A revelation on how millions of naira were funnelled into the bank accounts of ghost medical doctors at the Federal Medical Centre, Katsina, is currently tearing the hospital apart.
A forensic audit of 130 medical doctors in the hospital between January and July this year showed that over N8 million were paid into bank accounts of medics who no longer work at the health facility.
And the affected doctors, themselves, have denied receiving any salary since they stopped work at the hospital. As members of the audit committee began pushing for a wholesale audit of the entire hospital – about 1,400 medical and non-medical staff – they began receiving death threats, sending some of them into hiding.
Ghost doctors
Last month, a forensic audit committee was set up by the hospital management in conjunction with the Nigerian Medical Association, the Medical and Dental Consultants Association of Nigeria, and the Association of Resident Doctors to look into the personnel budget of the hospital.
The objective was to ascertain how much fund is available for the approved skipping of a salary grade by doctors, according to Suleiman Usman, a member of the audit committee.
“Along the line, we now discovered that there were some fictitious or ghost names that were still in the personnel budget,” Dr. Usman, the President of the Association of Resident Doctors at the hospital, told PREMIUM TIMES over the phone.
“These are names of doctors that had exited the system either from last year or sometime early this year. But they kept on recurring on the payment vouchers with different account numbers and different banks.
Dr. Usman said on a closer inspection, the committee discovered that the account numbers, although similar, didn’t belong to the people in question.
“One, they had exited the system, two, we had contacted them to get their account details but the monies weren’t getting to them,” he said.
An analysis of the doctors’ pay register showed a continuous channeling of government funds into the bank accounts of ghost doctors.
For the month of January, 2015, five of the doctors received a total of just over N1 million.
All five had left the services of the hospital a year ago.
The same payment was repeated in February.
In March, the three doctors who were paid a total of N626,000 had also left in 2014, after their housemanship.
The pattern in March was repeated in April.
In May, six ghost doctors and an ‘NMA 500 Deduction’ gulped N1.3 million.
A similar pattern was repeated in June.
In July, four doctors who had also finished their housemanship and left were also paid N805,000.
The finding was as shocking to members of the audit committee – most of them doctors – as it was embarrassing to the hospital management.
For instance, Opeyemi Oyewande, who finished his housemanship since March this year continued to be on the payroll until July.
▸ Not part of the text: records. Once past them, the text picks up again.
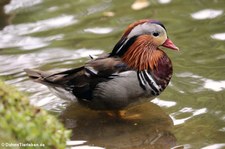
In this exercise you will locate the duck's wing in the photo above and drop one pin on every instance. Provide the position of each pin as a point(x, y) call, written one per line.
point(81, 81)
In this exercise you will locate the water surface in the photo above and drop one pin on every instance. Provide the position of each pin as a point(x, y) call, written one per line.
point(58, 35)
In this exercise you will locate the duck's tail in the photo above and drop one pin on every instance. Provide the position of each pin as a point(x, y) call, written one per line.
point(38, 76)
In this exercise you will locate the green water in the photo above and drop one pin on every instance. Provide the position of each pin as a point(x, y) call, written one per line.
point(57, 35)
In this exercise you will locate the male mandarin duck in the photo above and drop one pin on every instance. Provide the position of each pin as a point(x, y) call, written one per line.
point(135, 70)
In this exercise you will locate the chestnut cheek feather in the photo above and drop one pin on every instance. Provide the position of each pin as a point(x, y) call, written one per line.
point(169, 44)
point(141, 55)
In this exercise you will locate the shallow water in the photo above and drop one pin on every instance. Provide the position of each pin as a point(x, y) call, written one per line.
point(57, 35)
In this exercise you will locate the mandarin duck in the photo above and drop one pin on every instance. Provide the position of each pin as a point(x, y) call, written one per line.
point(136, 70)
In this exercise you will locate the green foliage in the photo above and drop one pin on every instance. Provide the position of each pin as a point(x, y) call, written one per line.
point(22, 123)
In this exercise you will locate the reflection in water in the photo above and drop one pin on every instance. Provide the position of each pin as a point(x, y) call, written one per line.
point(206, 14)
point(15, 4)
point(187, 110)
point(145, 125)
point(219, 36)
point(203, 83)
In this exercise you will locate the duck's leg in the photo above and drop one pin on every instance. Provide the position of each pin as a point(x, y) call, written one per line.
point(123, 114)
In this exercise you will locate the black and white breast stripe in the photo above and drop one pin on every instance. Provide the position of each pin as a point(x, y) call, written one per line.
point(148, 83)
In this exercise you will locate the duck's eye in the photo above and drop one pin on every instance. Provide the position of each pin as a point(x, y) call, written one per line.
point(155, 34)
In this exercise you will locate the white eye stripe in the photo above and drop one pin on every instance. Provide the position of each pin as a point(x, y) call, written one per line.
point(146, 28)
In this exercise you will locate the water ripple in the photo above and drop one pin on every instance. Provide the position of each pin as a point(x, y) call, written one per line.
point(194, 112)
point(98, 30)
point(41, 25)
point(205, 82)
point(218, 36)
point(15, 4)
point(163, 103)
point(215, 146)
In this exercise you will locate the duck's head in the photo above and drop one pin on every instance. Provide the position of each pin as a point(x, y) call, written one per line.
point(151, 32)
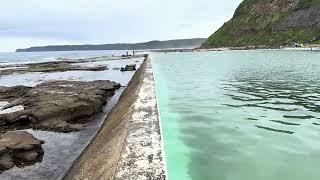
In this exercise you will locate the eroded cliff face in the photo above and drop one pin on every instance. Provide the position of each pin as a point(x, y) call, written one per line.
point(270, 23)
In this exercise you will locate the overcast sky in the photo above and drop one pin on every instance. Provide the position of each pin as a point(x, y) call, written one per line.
point(25, 23)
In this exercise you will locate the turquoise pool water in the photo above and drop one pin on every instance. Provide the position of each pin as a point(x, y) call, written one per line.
point(240, 115)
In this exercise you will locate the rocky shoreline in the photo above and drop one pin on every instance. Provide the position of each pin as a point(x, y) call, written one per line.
point(61, 106)
point(55, 105)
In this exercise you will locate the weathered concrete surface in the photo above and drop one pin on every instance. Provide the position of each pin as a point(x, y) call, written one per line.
point(19, 148)
point(142, 157)
point(129, 145)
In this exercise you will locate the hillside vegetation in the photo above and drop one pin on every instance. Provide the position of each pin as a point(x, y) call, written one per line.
point(270, 23)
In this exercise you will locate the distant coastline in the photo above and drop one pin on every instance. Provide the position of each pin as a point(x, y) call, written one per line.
point(176, 44)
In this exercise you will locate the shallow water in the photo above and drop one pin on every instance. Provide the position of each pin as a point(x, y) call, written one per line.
point(240, 114)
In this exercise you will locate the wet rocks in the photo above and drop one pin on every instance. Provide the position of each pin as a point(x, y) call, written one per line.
point(56, 66)
point(61, 106)
point(19, 149)
point(129, 67)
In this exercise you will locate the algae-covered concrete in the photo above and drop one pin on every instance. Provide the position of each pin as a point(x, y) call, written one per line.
point(129, 145)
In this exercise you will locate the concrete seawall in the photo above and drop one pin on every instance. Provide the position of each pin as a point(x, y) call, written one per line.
point(129, 144)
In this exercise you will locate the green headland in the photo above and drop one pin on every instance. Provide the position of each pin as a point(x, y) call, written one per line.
point(270, 23)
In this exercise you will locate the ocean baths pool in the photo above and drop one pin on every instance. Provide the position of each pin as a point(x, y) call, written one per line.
point(240, 114)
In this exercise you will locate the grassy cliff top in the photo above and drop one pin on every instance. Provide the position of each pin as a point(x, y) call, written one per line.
point(270, 23)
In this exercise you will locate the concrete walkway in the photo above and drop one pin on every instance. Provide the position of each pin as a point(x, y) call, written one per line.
point(129, 145)
point(143, 156)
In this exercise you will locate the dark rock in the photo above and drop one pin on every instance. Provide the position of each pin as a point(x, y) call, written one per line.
point(130, 67)
point(19, 148)
point(56, 66)
point(61, 106)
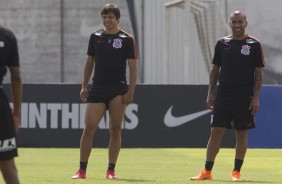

But Dr. Oyewande’s bank details between January and July 2015, which he availed the audit committee, showed that he did not receive the sums listed against his name between April and July. And his December, 2014, salary was paid on August 5, 2015.
Phone calls and text messages to Dr. Oyewande were not responded to.
Threats to life
As members of the audit committee mounted pressure on the hospital management to identify the destination of the diverted funds as well as request relevant heads of departments (non-doctors) to verify salary payrolls; threat messages began arriving.
On Friday, August 28, Bello Suleiman, the Chairman of the Forensic Audit Committee, received a text message on his phone. It reads: “You Dr Bello and Dr Oyeyemi you the problem of this hospital and i swear we are going to finish both of you because what you are doing is too much and wallahi wallahi you see.”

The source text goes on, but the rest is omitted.